2 Ekim 2019 Çarşamba

İklim Krizi ve Dünyayı Kurtaracak Kuvvet

İklim krizi ve kitlesel yok oluş tehlikesi 
İnsanlık kitlesel bir yok oluş tehlikesiyle karşı karşıya... Başlangıcını yaşadığımız bu yok oluş sürecinin adı küresel iklim değişikliği...


KÜRESEL İKLİM KRİZİ... FARKINDA MISINIZ (?)

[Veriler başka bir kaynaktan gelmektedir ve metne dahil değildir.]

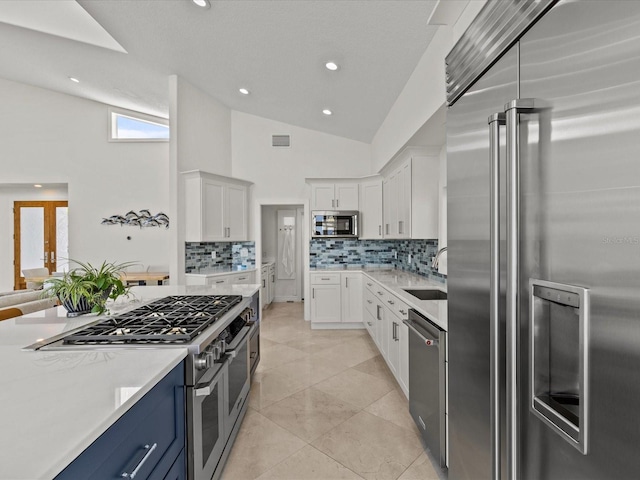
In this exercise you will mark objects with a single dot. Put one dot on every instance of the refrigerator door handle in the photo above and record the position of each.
(512, 110)
(495, 122)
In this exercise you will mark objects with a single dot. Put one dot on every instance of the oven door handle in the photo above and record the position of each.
(242, 334)
(205, 390)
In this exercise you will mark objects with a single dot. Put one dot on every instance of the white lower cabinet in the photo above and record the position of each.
(272, 282)
(403, 374)
(351, 297)
(390, 334)
(336, 298)
(393, 350)
(325, 304)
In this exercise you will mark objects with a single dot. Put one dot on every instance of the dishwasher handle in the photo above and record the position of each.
(429, 342)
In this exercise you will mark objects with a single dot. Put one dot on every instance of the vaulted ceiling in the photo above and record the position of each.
(277, 49)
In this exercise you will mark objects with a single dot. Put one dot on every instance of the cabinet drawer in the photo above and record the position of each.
(217, 280)
(398, 307)
(370, 284)
(370, 301)
(325, 278)
(380, 293)
(149, 436)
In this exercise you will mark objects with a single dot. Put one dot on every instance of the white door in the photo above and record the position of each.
(404, 201)
(325, 303)
(403, 366)
(393, 351)
(390, 206)
(323, 196)
(371, 210)
(236, 212)
(347, 196)
(213, 200)
(352, 297)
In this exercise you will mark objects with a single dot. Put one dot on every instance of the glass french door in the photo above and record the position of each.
(40, 237)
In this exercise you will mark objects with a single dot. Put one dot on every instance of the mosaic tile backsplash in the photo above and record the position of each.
(339, 251)
(198, 255)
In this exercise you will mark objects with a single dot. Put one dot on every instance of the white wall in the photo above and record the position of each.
(423, 94)
(8, 195)
(269, 232)
(48, 137)
(200, 140)
(279, 173)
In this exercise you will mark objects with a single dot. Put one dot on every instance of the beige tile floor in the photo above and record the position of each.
(324, 406)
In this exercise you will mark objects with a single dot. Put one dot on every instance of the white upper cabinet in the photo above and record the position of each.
(237, 209)
(216, 208)
(334, 196)
(371, 225)
(411, 197)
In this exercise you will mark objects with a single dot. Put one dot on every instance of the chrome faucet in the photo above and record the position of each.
(436, 259)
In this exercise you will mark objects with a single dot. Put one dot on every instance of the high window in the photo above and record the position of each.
(127, 126)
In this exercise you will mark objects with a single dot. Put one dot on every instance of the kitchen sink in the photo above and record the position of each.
(430, 294)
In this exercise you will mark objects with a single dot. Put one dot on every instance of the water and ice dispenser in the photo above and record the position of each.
(560, 359)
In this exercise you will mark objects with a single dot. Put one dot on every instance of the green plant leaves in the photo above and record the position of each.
(95, 284)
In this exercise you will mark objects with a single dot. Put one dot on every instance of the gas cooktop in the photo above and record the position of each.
(169, 320)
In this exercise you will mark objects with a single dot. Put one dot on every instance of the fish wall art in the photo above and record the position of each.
(141, 219)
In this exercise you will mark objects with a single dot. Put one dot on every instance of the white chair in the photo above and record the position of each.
(34, 276)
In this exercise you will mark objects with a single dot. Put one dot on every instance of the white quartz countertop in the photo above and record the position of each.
(217, 271)
(56, 403)
(396, 280)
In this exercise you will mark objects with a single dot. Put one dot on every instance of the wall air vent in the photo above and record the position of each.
(281, 140)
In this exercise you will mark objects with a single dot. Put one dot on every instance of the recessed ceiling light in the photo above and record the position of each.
(202, 3)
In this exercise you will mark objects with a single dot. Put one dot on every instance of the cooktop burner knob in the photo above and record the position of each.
(203, 361)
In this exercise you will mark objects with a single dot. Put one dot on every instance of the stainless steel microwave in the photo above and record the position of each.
(334, 224)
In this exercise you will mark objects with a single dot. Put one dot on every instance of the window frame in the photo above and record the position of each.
(114, 112)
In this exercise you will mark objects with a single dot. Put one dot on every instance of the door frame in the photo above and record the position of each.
(49, 235)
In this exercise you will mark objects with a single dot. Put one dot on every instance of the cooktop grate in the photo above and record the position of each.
(169, 320)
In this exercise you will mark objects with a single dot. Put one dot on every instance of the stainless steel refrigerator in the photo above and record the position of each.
(543, 153)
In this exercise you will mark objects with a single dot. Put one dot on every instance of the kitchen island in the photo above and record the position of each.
(57, 403)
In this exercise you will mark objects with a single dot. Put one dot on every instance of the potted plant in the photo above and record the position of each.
(86, 289)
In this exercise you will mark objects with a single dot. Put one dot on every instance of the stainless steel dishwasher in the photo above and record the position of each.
(427, 377)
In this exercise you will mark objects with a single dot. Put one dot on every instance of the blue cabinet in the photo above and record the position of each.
(149, 439)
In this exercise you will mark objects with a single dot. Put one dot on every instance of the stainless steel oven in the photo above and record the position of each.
(206, 426)
(238, 377)
(217, 402)
(334, 224)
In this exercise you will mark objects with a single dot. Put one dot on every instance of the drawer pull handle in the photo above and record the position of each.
(142, 462)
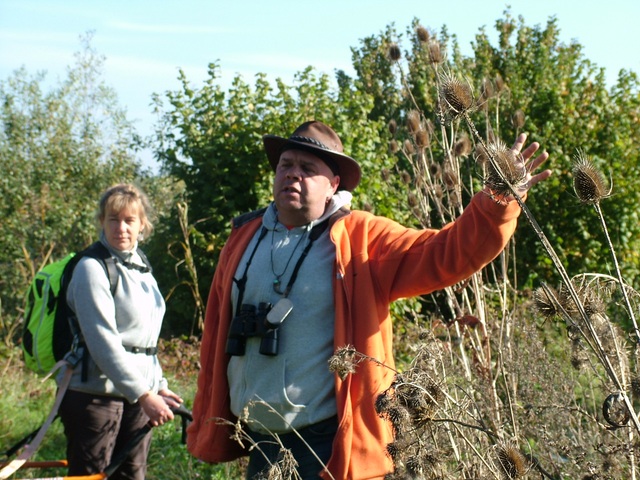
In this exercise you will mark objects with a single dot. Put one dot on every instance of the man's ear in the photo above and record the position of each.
(335, 183)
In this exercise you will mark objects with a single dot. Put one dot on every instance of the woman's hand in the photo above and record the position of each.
(156, 408)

Ülkemizde sınırlı olarak bahsedilen yok oluş sorunu, küresel ısınma ve iklim değişikliğinin zorunlu sonucu... Geri döndürülmesi zor bir noktadayız. 20. yüzyılın başlangıcındaki hedef tutturulamadı.
100 yıllık periyotta, global ölçekte ısınmanın 1.5 dereceyi geçmemesi hedeflenmişti; çok ciddi bir sapma var. 1.5 derecelik artış gerçekleşti. Artık yapılabilecek tek şey ısınmanın 1.5 derecede durdurulmasıdır. Aksi hâlde yaşlılar, bağışıklık sistemi baskılanmış insanlar ve çocuklar başta olmak üzere kitlesel ölümler gelecek.
Sıcaklık artışı 2 dereceye ulaştığında milyonlarca insan hayatını kaybedecek. Küresel ısınmada bırakın 1 dereceyi; bunun onda bir kadar olan değişiklikler bile yaşamı etkiliyor. Büyük göçler yaşanacak, kitlesel yer değiştirme önü alınamaz sosyal ve demografik sorunlara neden olacak; üstelik yolculuklarla ortaya çıkan emisyonlar küresel iklim değişikliğini hızlandıracak. Maalesef pek azımız bu ölümcül tehlikenin farkındayız.

Oysa dünyada "Extinction Rebellion" (Yok oluş İsyanı), Küresel İklim Grevleri vb. benzeri kitlesel eylemler ve örgütlenmeler oluyor. Amaç insanlığı bu konuda uyarmak ve harekete geçirmek.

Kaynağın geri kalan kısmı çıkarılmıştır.